The Qualia owner and roaster views coffee beans not as a drug for early risers but as a perishable agricultural product that needs to be treated as respectfully as any other gourmet kitchen ingredient. One of Finkelstein’s frustrations — and one of the reasons he thinks the District lags behind coffee cities such as Seattle, San Francisco and New York — is that local chefs haven’t fully embraced the gourmet java movement. (Incidentally, Washington,. D.C., ranks 19 out of 20 cities on Travel + Leisure’s 2011 list of “America’s Best Coffee Cities.”)

“The restaurant industry is really far behind. In D.C., in particular, they’re really far behind in terms of understanding certain culinary aspects of coffee,” Finkelstein told a small group of food writers and bloggers invited to Qualia on Thursday for an informal talk about coffee.

“This is a big pet peeve of mine, where [chefs], honestly, put so much attention into their ingredients and then use not very good coffee,” Finkelstein said. “They’re having the servers make the coffee a lot of time, and the servers . . . they don’t have the time, they don’t have the patience and they don’t have the training to be making food, which coffee really is. I think that’s kind of an ingrained cultural thing.”

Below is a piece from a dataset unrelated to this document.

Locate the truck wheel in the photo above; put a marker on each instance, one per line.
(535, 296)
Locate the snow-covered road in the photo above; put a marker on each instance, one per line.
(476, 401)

Finkelstein is not some Pollyanna idealist with no grounding in business. He understands the complications of serving good-quality coffee at restaurants. Coffee can be expensive. The profit margins are low. Restaurateurs might have their hands tied by contracts signed with local roasters, which supply the beans, the equipment and the training. Restaurants, in other words, might not even have much control over their coffee service, which is bizarre on the face of it. How many chefs would surrender control of their grill station to, say, a beef supplier?

“Basically, it’s going to take some forward-thinking chefs to say, ‘We can’t do business the same way anymore.We’re serving these fantastic meals, then we’re serving crappy coffee,’ ”says Finkelstein, who sells beans to Chez Billy and DC Reynolds, both in Petworth.

“It took a long time for beer to come around. I’m hoping coffee will be next, and people will start to appreciate that.”

When I circled back with Finkelstein this morning and told him that I was going to write about his chef call-out, he didn’t back down from his statements. A true iconoclast. He even wanted to widen the scope.

The chefs-and-coffee issue, he e-mailed, “dovetails with the resistance of DC farmers markets to admit coffee vendors and a lack of recognition of the value of small-batch, locally roasted beans.”